Following is the essence of supersymmetry, which is encapsulated within the following minimal quantum group. We have the two dimensional Hopf algebra generated by (-1)F subject to

${\displaystyle {(-1{)}^F}^2=1}$

with the counit

${\displaystyle ϵ((-1{)}^F)=1}$

and the coproduct

${\displaystyle \mathrm{\Delta }(-1{)}^F=(-1{)}^F\otimes (-1{)}^F}$

and the antipode

${\displaystyle S(-1{)}^F=(-1{)}^F}$

Thus far, there is nothing supersymmetric about this Hopf algebra at all; it is isomorphic to the Hopf algebra of the two element group ${\displaystyle {\mathbb{\mathbb{Z}}}_2}$. Supersymmetry comes in when introducing the nontrivial quasitriangular structure

${\displaystyle {ℛ}=\frac{1}{2}[1\otimes 1+(-1{)}^F\otimes 1+1\otimes (-1{)}^F-(-1{)}^F\otimes (-1{)}^F]}$

where +1 eigenstates of (-1)^F are called bosons and -1 eigenstates are called fermions.

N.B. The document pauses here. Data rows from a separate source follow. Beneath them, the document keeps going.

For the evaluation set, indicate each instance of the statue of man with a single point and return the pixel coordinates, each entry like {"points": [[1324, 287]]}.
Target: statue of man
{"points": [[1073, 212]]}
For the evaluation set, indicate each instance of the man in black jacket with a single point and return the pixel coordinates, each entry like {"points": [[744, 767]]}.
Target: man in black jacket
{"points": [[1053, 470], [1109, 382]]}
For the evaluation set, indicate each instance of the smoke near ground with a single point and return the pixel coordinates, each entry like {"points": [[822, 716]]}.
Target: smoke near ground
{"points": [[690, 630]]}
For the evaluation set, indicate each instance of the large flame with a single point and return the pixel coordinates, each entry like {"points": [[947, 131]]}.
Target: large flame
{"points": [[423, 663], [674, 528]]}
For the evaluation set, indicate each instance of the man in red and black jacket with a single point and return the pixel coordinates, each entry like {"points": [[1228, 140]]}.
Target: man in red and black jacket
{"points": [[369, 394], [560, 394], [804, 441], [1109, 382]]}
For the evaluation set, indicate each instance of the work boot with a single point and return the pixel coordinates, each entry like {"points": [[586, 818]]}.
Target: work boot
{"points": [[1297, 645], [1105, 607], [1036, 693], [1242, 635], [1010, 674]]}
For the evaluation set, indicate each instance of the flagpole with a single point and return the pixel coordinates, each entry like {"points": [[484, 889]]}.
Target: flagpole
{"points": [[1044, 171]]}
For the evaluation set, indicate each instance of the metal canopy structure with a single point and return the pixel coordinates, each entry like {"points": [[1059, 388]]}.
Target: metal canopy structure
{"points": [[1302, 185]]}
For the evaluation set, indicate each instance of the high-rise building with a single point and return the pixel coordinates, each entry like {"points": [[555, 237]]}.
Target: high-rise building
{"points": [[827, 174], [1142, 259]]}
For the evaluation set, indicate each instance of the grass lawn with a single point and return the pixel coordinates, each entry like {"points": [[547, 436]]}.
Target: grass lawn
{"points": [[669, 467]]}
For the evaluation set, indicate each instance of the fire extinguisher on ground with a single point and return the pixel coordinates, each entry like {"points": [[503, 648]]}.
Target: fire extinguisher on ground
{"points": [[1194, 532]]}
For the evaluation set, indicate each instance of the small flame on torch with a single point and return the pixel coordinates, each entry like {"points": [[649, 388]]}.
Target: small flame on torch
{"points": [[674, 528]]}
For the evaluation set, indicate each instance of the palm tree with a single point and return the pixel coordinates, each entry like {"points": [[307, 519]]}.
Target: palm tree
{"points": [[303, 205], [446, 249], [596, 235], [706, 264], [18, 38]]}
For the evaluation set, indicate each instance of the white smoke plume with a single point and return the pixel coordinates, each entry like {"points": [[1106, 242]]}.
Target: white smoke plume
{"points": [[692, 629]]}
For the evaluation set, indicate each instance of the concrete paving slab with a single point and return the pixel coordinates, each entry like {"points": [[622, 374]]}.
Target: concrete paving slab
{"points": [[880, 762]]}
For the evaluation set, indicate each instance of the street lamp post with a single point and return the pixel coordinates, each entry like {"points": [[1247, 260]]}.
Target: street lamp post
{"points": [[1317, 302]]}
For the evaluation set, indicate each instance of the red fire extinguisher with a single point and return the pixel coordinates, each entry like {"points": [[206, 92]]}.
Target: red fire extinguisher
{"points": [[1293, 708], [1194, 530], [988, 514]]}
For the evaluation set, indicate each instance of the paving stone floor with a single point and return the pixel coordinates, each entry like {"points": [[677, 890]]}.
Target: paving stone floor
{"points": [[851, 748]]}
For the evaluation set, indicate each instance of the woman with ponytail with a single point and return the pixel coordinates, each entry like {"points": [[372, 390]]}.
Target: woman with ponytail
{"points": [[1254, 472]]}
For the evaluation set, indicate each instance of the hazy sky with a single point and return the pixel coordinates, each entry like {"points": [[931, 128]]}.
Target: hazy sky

This describes a fermionic braiding; don't pick up a phase factor when interchanging two bosons or a boson and a fermion, but multiply by -1 when interchanging two fermions. This provides the essence of the boson/fermion distinction.

The previous analysis only introduced the concept of fermions, and is not actual supersymmetry. The Hopf algebra is ${\displaystyle {\mathbb{\mathbb{Z}}}_2}$ graded and contains even and odd elements. Even elements commute with (-1)^F; odd ones anticommute. The subalgebra not containing (-1)^F is supercommutative.

Let's say we are dealing with a super Lie algebra with even generators x and odd generators y.

Then,

${\displaystyle \mathrm{\Delta }x=x\otimes 1+1\otimes x}$

${\displaystyle \mathrm{\Delta }y=y\otimes 1+(-1{)}^F\otimes y}$

This is compatible with ${\displaystyle {ℛ}}$.

Supersymmetry is the symmetry over systems where interchanging two fermions attain a minus sign.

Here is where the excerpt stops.